Lenski: He says this to Jesus without blinking an eye. And he is perfectly sincere in what he says. This divine law has no terrors for him – he has kept it all. This is a sample of Pharisaic training which nullifies the very effect God intends his law to produce, namely contrite knowledge of sin and the terrors conscientiae. This young ruler is altogether self-righteous in the face of the law.

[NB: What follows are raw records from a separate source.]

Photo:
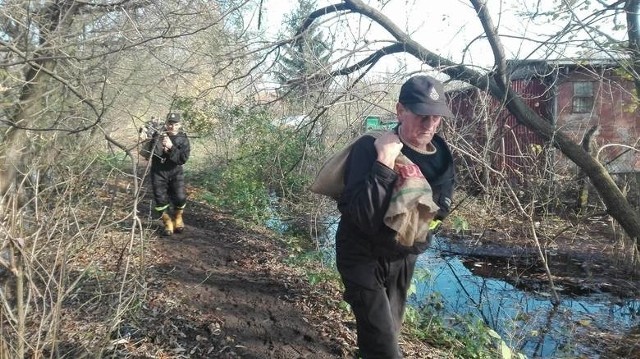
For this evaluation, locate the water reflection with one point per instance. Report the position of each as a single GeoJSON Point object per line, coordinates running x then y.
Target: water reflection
{"type": "Point", "coordinates": [526, 320]}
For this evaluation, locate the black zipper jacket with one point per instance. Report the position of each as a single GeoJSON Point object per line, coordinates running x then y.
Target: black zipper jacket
{"type": "Point", "coordinates": [362, 235]}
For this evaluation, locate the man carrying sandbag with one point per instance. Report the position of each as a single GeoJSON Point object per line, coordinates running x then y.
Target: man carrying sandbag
{"type": "Point", "coordinates": [398, 186]}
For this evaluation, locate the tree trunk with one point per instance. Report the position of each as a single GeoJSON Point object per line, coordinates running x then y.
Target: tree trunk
{"type": "Point", "coordinates": [496, 84]}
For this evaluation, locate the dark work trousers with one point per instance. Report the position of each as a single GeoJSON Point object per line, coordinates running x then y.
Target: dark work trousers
{"type": "Point", "coordinates": [379, 311]}
{"type": "Point", "coordinates": [168, 188]}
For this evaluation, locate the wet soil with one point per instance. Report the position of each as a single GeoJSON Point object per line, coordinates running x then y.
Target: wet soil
{"type": "Point", "coordinates": [224, 290]}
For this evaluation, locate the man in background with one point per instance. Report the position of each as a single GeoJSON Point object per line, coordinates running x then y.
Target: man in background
{"type": "Point", "coordinates": [169, 149]}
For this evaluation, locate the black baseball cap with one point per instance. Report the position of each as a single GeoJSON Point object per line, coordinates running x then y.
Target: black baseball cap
{"type": "Point", "coordinates": [424, 95]}
{"type": "Point", "coordinates": [173, 117]}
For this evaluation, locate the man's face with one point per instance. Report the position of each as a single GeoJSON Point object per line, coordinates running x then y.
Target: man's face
{"type": "Point", "coordinates": [172, 127]}
{"type": "Point", "coordinates": [415, 129]}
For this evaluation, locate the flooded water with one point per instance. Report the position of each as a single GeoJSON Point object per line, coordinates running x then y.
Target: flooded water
{"type": "Point", "coordinates": [526, 319]}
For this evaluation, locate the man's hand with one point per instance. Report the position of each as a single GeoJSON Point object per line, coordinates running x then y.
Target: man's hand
{"type": "Point", "coordinates": [167, 145]}
{"type": "Point", "coordinates": [388, 147]}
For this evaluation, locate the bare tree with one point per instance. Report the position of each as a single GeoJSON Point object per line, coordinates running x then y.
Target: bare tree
{"type": "Point", "coordinates": [496, 83]}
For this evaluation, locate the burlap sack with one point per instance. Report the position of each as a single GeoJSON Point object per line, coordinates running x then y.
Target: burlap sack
{"type": "Point", "coordinates": [330, 178]}
{"type": "Point", "coordinates": [411, 208]}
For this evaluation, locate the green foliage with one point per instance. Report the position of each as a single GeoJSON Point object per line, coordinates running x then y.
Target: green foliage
{"type": "Point", "coordinates": [264, 163]}
{"type": "Point", "coordinates": [466, 336]}
{"type": "Point", "coordinates": [460, 224]}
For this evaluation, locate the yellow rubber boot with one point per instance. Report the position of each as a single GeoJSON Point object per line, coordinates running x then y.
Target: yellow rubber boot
{"type": "Point", "coordinates": [168, 224]}
{"type": "Point", "coordinates": [177, 221]}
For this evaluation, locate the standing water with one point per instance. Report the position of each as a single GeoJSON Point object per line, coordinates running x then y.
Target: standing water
{"type": "Point", "coordinates": [527, 320]}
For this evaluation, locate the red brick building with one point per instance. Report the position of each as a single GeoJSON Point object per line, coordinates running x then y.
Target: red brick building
{"type": "Point", "coordinates": [575, 97]}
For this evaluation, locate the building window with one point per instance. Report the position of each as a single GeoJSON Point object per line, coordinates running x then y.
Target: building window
{"type": "Point", "coordinates": [582, 96]}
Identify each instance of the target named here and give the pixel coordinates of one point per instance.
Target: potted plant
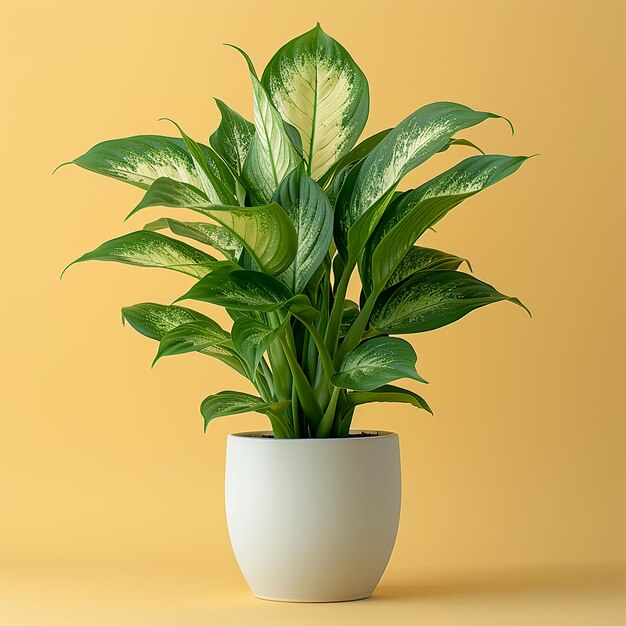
(297, 208)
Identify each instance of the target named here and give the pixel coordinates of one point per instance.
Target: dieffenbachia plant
(295, 207)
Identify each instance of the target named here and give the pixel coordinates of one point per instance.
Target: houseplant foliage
(286, 210)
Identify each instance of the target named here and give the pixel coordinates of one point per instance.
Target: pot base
(315, 600)
(313, 520)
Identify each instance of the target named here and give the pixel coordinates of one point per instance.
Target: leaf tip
(58, 167)
(520, 303)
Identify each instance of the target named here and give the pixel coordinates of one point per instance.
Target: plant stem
(353, 338)
(312, 409)
(323, 429)
(334, 323)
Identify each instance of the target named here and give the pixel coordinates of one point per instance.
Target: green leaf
(418, 259)
(212, 235)
(232, 138)
(317, 87)
(194, 337)
(300, 306)
(217, 181)
(350, 313)
(410, 215)
(234, 403)
(375, 363)
(409, 144)
(309, 210)
(251, 338)
(272, 154)
(360, 151)
(240, 289)
(142, 159)
(154, 320)
(432, 299)
(388, 393)
(265, 231)
(148, 249)
(460, 142)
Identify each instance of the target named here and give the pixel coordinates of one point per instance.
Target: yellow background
(519, 478)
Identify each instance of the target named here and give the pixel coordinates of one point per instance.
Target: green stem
(334, 323)
(355, 334)
(325, 426)
(310, 405)
(295, 412)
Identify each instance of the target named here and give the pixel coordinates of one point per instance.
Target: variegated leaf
(360, 151)
(240, 289)
(148, 249)
(375, 363)
(234, 403)
(388, 393)
(410, 215)
(142, 159)
(194, 337)
(211, 235)
(409, 144)
(219, 188)
(265, 231)
(156, 320)
(432, 299)
(418, 259)
(232, 138)
(251, 338)
(317, 87)
(309, 210)
(272, 154)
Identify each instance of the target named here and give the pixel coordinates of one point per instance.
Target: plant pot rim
(368, 435)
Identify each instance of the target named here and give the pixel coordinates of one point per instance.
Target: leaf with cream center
(317, 87)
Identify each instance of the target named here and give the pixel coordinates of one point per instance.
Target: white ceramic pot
(313, 520)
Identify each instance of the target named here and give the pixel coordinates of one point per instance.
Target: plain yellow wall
(104, 460)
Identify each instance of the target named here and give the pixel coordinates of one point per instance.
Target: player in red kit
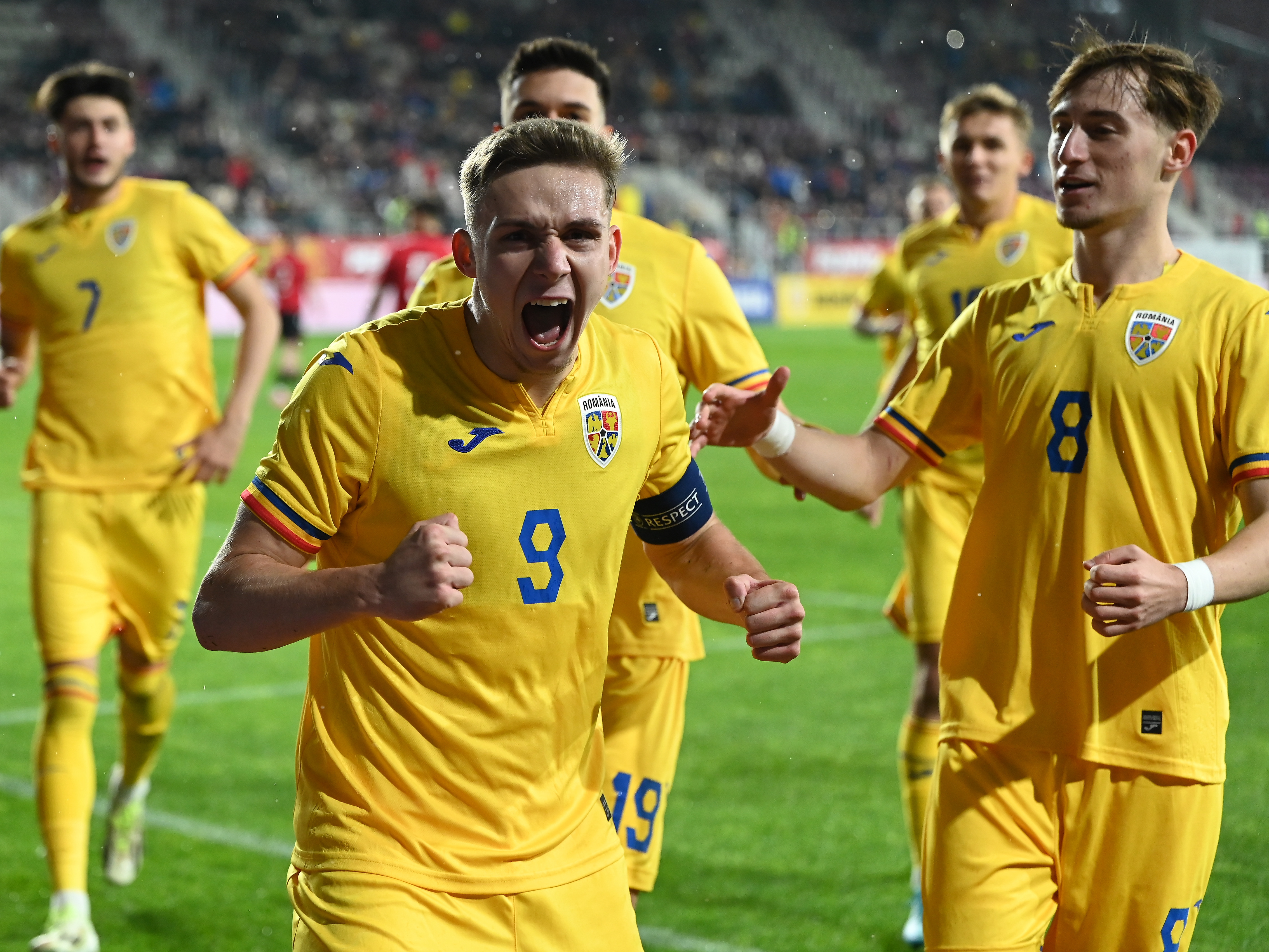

Deffinbaugh: The man first had to be lost, dependent and helpless like a child, before he could be saved. This was the role which the law played—to show men to be sinners, deserving only of divine wrath. Jesus thus chose to dwell on the law, as a means to pointing the man to his sin, and then to grace.


A. (:22) Pressure Point

“And when Jesus heard this, He said to him, ‘One thing you still lack; sell all that you possess, and distribute it to the poor, and you shall have treasure in heaven; and come, follow Me.’”

You cannot serve God and Mammon

Morris: The ruler had not reflected on what God’s goodness meant, nor had he measured himself against God’s commandments closely enough to see his failure to reach God’s standards. Now Jesus issued a challenge which showed that he came short of what was required. But the call to give everything away was more than simply a dramatic challenge; it showed that the man had not understood the commandments he professed to have kept. The first of them enjoins the worship of one God. But when he was faced with the choice he found that he could not serve God by parting with his money. It was not really God that had first place in his heart.

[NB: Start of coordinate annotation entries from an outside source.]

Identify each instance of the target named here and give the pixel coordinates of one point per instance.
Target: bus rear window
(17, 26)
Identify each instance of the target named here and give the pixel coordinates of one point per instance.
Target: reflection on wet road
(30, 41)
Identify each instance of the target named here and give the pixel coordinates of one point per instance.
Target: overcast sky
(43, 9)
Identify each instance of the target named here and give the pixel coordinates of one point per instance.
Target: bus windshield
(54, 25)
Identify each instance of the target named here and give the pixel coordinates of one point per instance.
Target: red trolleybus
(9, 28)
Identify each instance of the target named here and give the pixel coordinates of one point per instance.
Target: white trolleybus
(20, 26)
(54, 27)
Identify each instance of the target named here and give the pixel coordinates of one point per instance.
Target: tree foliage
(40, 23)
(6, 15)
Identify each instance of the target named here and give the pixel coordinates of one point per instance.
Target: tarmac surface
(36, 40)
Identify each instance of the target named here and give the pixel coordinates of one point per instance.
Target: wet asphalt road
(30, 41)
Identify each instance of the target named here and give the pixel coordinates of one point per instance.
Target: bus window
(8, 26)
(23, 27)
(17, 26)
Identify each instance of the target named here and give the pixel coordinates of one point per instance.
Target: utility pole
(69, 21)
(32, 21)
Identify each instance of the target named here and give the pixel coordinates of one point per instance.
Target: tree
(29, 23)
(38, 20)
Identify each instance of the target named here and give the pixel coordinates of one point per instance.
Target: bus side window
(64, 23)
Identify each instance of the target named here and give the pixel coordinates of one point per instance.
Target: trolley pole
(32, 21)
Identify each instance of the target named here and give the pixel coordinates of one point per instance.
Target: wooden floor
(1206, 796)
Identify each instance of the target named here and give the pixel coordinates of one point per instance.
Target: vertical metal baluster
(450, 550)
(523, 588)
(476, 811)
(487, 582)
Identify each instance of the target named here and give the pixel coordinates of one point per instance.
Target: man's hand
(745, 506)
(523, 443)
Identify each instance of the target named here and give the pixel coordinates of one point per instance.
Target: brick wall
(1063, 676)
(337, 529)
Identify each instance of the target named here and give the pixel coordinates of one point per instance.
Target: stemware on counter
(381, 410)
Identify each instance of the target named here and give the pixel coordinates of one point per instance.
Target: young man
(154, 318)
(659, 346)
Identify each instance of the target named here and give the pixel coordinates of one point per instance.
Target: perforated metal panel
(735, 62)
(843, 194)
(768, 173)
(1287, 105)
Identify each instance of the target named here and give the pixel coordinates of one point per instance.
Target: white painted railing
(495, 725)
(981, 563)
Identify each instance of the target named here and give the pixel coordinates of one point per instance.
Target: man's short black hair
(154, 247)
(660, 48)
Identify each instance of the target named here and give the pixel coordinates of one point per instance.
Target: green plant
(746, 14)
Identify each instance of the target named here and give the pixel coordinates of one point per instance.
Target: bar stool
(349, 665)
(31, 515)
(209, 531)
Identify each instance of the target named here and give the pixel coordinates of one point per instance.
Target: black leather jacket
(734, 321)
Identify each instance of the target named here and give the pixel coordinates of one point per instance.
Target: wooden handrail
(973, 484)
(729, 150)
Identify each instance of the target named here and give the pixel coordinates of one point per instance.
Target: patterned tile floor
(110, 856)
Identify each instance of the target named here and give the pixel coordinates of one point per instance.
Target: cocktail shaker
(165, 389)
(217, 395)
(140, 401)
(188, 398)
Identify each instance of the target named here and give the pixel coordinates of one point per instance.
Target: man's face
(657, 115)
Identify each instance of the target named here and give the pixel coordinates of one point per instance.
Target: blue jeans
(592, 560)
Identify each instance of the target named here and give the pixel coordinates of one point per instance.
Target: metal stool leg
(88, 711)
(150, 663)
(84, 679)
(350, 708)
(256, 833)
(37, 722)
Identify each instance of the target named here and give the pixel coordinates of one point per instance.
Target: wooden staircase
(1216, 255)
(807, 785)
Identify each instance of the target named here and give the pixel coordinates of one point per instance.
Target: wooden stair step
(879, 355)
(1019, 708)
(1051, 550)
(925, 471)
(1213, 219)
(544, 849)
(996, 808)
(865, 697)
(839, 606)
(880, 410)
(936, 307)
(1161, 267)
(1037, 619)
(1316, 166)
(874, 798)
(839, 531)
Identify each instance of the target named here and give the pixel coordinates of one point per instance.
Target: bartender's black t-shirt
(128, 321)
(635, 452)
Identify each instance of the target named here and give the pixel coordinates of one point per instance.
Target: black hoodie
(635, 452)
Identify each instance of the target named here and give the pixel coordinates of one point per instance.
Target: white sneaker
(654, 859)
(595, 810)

Anyabwile: he doesn’t notice that Jesus temporarily omits the first table of the law that records those duties we ow to God. We must have no god by God. So the Lord calls the man to practically demonstrate he has no other gods but God by selling his possessions and giving to the poor. . . He looks at Jesus and then his things, and he chooses his things over Jesus.

B. (:23) Fatal Flaw

“But when he had heard these things, he became very sad; for he was extremely rich.”

MacArthur: Jesus was not setting forth terms for salvation, but rather exposing the young man’s true heart. His refusal to obey here revealed two things:

1) he was not blameless as far as the law was concerned, because he was guilty of loving himself and his possessions more than his neighbors (cf. Mt 19:19); and

2) he lacked true faith, which involves a willingness to surrender all at Christ’s bidding (Mt 16:24). Jesus was not teaching salvation by philanthropy; but He was demanding that this young man give Him first place. The young man failed the test.

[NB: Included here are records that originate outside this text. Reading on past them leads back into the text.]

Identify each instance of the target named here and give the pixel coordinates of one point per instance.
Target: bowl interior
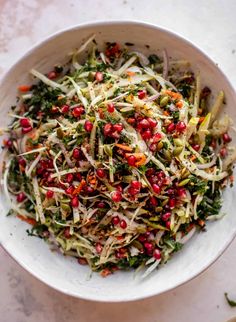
(65, 274)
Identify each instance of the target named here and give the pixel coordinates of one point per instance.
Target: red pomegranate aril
(52, 75)
(180, 126)
(166, 216)
(101, 205)
(67, 233)
(75, 202)
(146, 135)
(223, 152)
(226, 138)
(20, 197)
(110, 107)
(170, 128)
(141, 94)
(131, 160)
(153, 201)
(156, 188)
(136, 184)
(123, 224)
(153, 147)
(107, 129)
(143, 124)
(156, 138)
(172, 203)
(69, 190)
(25, 122)
(116, 196)
(88, 126)
(25, 130)
(65, 109)
(22, 162)
(152, 122)
(196, 147)
(101, 173)
(69, 177)
(157, 254)
(98, 248)
(99, 76)
(115, 220)
(76, 153)
(118, 127)
(168, 224)
(49, 194)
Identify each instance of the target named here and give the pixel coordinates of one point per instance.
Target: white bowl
(64, 274)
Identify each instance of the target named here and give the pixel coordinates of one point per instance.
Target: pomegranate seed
(131, 120)
(148, 246)
(123, 224)
(25, 122)
(141, 94)
(52, 75)
(20, 197)
(22, 162)
(78, 111)
(136, 184)
(25, 130)
(65, 109)
(116, 196)
(49, 194)
(99, 76)
(146, 135)
(153, 147)
(156, 138)
(69, 190)
(168, 224)
(115, 220)
(98, 248)
(181, 192)
(153, 201)
(75, 202)
(101, 205)
(101, 173)
(170, 128)
(152, 122)
(67, 233)
(180, 126)
(166, 216)
(157, 254)
(69, 177)
(223, 152)
(143, 124)
(156, 188)
(226, 138)
(76, 153)
(196, 147)
(172, 203)
(118, 127)
(107, 129)
(110, 107)
(131, 160)
(88, 126)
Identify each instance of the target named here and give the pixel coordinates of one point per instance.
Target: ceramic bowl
(64, 274)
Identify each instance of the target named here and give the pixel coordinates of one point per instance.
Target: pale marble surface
(212, 26)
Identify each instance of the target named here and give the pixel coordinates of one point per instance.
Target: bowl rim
(108, 23)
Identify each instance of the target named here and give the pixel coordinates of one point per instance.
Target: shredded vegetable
(116, 158)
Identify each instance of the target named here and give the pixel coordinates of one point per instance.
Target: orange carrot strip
(30, 221)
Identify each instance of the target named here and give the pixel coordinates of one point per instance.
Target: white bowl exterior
(65, 274)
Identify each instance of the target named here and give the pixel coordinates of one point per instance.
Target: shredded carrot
(124, 147)
(24, 88)
(30, 221)
(79, 187)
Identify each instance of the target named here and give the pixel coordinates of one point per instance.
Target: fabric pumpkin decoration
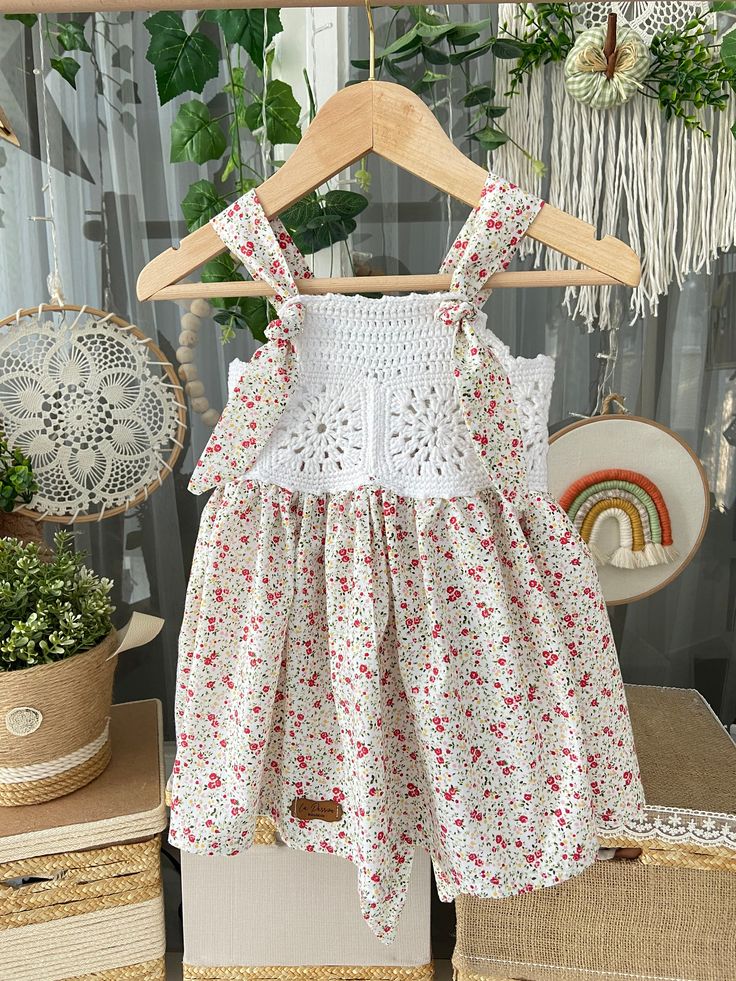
(586, 79)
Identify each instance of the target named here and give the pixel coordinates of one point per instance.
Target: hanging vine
(234, 50)
(425, 49)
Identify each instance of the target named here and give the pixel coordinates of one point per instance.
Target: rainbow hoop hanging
(636, 503)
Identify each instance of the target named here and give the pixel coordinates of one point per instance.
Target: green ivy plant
(17, 483)
(50, 607)
(689, 69)
(425, 50)
(233, 50)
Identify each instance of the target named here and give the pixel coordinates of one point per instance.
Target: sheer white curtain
(109, 147)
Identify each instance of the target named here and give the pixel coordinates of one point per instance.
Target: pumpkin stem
(609, 48)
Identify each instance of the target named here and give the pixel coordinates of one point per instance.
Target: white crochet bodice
(376, 403)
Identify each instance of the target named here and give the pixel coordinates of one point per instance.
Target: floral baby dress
(388, 616)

A. (:24-25) Impossibility of the Wealthy Achieving Salvation

1. (:24) Statement

“And Jesus looked at him and said,

‘How hard it is for those who are wealthy to enter the kingdom of God!’”

Donald Miller: The strong hold that the goods of this life have on us is to be seen in Jesus’ sad recognition of how difficult it is for one who is wealthy to put God first. In fact, apart from the grace of God, it is impossible.

2. (:25) Illustration

“For it is easier for a camel to go through the eye of a needle,

than for a rich man to enter the kingdom of God.”

B. (:26-27) Only Possibility is Sovereign Grace of God

1. (:26) Despairing Question

“And they who heard it said, ‘Then who can be saved?’”

2. (:27) Hopeful Response

“But He said, ‘The things impossible with men are possible with God.’”

Morris: All this represents a reversal of accepted ideas. It was commonly held that riches were a sign of God’s blessing, so that the rich man had the best opportunity of the good things of the next world as of this. So Jesus’ hearers ask, Then who can be saved? They do not ask, “What rich man?” but, “Who (of any kind)?” If the rich with all their advantages can scarcely be saved, what hope is there for others? Jesus makes it clear that there is none. But what man cannot do God can. Salvation, for rich or poor, is always a miracle of divine grace. It is always God’s gift.